Joseph proposed the idea as a way to protect infrastructures such as the airport and the main seaport in the capital. But the idea was met with resistance from opposition groups, as well as from retired soldiers and people on the street.
“We don’t want other countries to impose a government on us.”Jose Maslin, 55, who makes a living repairing televisions and radios, said standing under a flyover on a highway in the Delmas neighborhood in the capital’s west.
The Haitian Military Association, which represents retired officers, called on Haitian society on Tuesday to avoid the “humiliation” of foreign interference.
The association strongly criticized what it described as a lack of “national” planning by the current government, which it accused of having chosen to “rush to facilitate the request to intervene in the national territory,” according to a statement.
Another group, representing civil society, called for an “orderly Haitian” solution to the country’s crisis.
The mistrust points to a long history of foreign military influence in Haiti, including a 20-year US occupation in 1915, and the latest UN and US troop deployments in the wake of political turmoil and natural disasters.
On Monday, the White House said it had not ruled out the possibility of sending troops, but US officials said the Pentagon did not see a need to deploy them.
Washington sent a small group of less than a dozen soldiers to reinforce security at the US Embassy in Port-au-Prince after the attack.
The involvement of the international community threatens to exacerbate the fragile situation in Haiti, said Jake Johnston of the US-based Center for Economics and Policy Research (CEPR).
“For too long, foreign actors have tried to impose solutions from the outside,” Johnston said. “These interventions bear an important responsibility in the current situation in Haiti and in the long-term weakening of democracy in Haiti.”

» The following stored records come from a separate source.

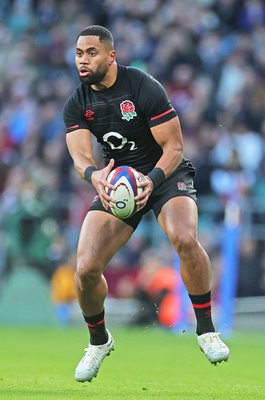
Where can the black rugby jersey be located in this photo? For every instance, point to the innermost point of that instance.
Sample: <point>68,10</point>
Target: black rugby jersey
<point>121,117</point>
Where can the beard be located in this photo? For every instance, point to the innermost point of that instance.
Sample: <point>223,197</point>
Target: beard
<point>95,77</point>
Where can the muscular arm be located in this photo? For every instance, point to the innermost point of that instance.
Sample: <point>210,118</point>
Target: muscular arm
<point>168,135</point>
<point>79,143</point>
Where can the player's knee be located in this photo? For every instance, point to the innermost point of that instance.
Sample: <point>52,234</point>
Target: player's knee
<point>88,273</point>
<point>184,242</point>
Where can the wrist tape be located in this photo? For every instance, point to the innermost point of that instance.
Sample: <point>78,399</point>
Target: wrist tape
<point>88,172</point>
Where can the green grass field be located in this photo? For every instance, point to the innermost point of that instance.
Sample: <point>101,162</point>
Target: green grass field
<point>37,363</point>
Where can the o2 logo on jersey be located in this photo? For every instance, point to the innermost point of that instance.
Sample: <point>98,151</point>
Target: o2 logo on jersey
<point>119,141</point>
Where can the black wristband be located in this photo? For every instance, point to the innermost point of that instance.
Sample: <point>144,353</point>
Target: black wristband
<point>88,172</point>
<point>157,176</point>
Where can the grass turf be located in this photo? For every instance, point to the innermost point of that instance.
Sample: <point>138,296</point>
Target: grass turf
<point>37,363</point>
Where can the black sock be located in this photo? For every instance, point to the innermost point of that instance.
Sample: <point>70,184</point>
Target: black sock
<point>97,330</point>
<point>203,312</point>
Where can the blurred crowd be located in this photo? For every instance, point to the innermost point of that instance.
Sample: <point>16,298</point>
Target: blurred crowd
<point>209,55</point>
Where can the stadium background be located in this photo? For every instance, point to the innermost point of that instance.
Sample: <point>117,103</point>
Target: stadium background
<point>210,57</point>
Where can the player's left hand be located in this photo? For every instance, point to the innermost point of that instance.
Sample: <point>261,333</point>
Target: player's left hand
<point>147,186</point>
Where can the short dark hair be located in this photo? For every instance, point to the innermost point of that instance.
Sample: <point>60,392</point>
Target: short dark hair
<point>96,30</point>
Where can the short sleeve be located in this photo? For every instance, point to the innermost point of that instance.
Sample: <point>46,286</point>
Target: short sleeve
<point>154,102</point>
<point>72,114</point>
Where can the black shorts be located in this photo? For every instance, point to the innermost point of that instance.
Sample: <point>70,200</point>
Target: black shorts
<point>180,183</point>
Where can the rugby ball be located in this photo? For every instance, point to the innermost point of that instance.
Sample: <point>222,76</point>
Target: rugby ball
<point>124,179</point>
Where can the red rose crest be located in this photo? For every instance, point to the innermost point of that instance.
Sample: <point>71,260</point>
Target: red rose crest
<point>127,110</point>
<point>89,114</point>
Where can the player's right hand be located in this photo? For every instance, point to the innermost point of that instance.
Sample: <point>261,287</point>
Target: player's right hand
<point>99,181</point>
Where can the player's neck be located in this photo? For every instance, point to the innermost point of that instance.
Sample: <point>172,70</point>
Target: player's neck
<point>109,79</point>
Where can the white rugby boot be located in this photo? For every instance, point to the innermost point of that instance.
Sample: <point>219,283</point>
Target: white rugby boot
<point>88,367</point>
<point>212,346</point>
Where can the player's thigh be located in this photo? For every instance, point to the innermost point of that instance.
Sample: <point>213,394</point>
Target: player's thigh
<point>179,218</point>
<point>101,236</point>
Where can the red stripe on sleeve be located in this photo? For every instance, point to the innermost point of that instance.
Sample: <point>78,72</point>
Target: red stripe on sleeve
<point>162,115</point>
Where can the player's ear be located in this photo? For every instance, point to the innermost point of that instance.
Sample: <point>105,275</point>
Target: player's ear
<point>112,56</point>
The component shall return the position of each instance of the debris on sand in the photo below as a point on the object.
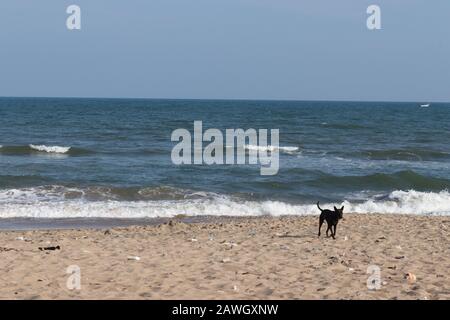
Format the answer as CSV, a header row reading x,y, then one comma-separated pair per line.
x,y
135,258
411,277
51,248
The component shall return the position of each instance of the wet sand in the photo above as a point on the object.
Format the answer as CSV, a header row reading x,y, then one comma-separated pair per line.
x,y
245,258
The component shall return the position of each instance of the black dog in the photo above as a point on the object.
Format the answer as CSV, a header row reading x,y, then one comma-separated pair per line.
x,y
332,218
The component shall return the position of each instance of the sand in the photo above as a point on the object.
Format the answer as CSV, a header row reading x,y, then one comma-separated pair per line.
x,y
252,258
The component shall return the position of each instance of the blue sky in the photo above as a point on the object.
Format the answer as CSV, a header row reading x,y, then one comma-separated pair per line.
x,y
241,49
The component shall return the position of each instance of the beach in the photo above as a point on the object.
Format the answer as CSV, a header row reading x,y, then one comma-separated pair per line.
x,y
232,258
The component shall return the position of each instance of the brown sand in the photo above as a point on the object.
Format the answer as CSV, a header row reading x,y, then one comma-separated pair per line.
x,y
257,258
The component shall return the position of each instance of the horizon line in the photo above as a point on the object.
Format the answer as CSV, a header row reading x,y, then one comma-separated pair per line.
x,y
223,99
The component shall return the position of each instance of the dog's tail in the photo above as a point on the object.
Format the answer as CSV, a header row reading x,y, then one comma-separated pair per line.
x,y
319,206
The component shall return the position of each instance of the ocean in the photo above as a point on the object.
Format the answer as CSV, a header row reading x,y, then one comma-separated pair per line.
x,y
111,158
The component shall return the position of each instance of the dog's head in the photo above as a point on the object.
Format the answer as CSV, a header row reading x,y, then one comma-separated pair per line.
x,y
340,212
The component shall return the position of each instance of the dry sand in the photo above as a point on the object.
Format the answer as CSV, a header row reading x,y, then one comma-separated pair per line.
x,y
254,258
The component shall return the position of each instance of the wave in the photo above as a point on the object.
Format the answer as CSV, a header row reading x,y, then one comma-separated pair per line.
x,y
269,148
411,154
405,202
49,193
402,180
50,149
43,149
30,204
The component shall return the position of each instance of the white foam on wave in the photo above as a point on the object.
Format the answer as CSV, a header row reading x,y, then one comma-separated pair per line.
x,y
30,204
272,148
405,202
50,149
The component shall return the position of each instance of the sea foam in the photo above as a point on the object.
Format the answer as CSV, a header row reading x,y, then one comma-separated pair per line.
x,y
50,149
38,204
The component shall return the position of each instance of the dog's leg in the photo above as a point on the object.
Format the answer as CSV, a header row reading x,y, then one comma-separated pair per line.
x,y
320,225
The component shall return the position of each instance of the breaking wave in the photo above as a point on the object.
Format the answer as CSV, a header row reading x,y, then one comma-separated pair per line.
x,y
42,149
63,202
50,149
272,148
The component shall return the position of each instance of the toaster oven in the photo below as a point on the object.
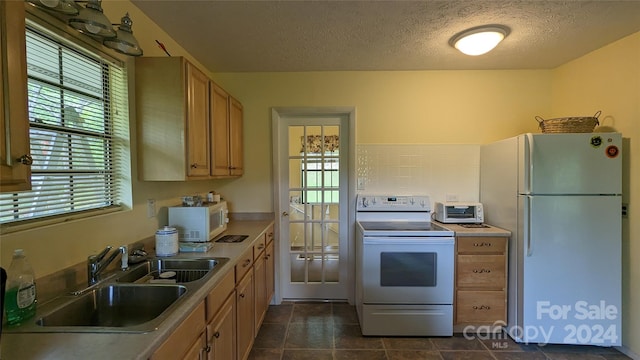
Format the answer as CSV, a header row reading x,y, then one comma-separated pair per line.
x,y
459,212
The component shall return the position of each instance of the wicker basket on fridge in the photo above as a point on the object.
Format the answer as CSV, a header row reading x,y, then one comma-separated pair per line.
x,y
569,124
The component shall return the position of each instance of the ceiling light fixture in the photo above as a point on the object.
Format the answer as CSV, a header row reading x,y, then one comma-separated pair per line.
x,y
92,21
479,40
124,42
67,7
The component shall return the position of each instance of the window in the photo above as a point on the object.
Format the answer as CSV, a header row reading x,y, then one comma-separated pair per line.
x,y
322,174
320,170
78,118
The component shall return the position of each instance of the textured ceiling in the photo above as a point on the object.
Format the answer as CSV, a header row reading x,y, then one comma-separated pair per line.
x,y
241,36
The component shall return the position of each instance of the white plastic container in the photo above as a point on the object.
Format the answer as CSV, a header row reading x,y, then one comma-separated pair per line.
x,y
20,299
167,241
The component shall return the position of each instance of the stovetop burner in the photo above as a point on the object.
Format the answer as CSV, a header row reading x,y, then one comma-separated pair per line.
x,y
474,225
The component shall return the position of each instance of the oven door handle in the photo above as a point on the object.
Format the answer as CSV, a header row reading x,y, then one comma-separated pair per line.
x,y
400,241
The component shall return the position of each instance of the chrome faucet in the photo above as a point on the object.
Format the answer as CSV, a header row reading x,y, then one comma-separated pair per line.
x,y
95,263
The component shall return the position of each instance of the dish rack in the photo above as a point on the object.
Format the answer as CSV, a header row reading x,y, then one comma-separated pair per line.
x,y
569,124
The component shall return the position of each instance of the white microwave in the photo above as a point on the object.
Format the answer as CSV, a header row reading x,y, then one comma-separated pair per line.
x,y
459,212
199,223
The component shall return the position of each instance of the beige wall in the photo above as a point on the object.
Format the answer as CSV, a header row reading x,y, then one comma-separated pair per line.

“Foreign intervention is not the answer, the solution is a more responsible system of government, but also greater economic opportunities and a better economy,” said Alex Dupuy, a Haitian sociologist at Wesleyan University in Connecticut.
The capital’s streets were calm on Tuesday despite calls for a protest by a gang leader. Gangs continue to control parts of the city, including the main fuel supply routes.
Tires were burned at makeshift checkpoints, including in front of the Justice Department, where prosecutors interviewed witnesses to Moyes’ killing or others with information about the plot, including prominent opposition figures.
Hoping to sell colorful clothes scattered on a plastic canvas on a crowded street corner, Judith Folsey, 39, said foreign forces would not be able to solve Haiti’s deeper problems.
“Look, Haiti’s economy is in a terrible state. Everything is very expensive. A lot of people go to the countryside, or those who have money, they go to other countries,” he said.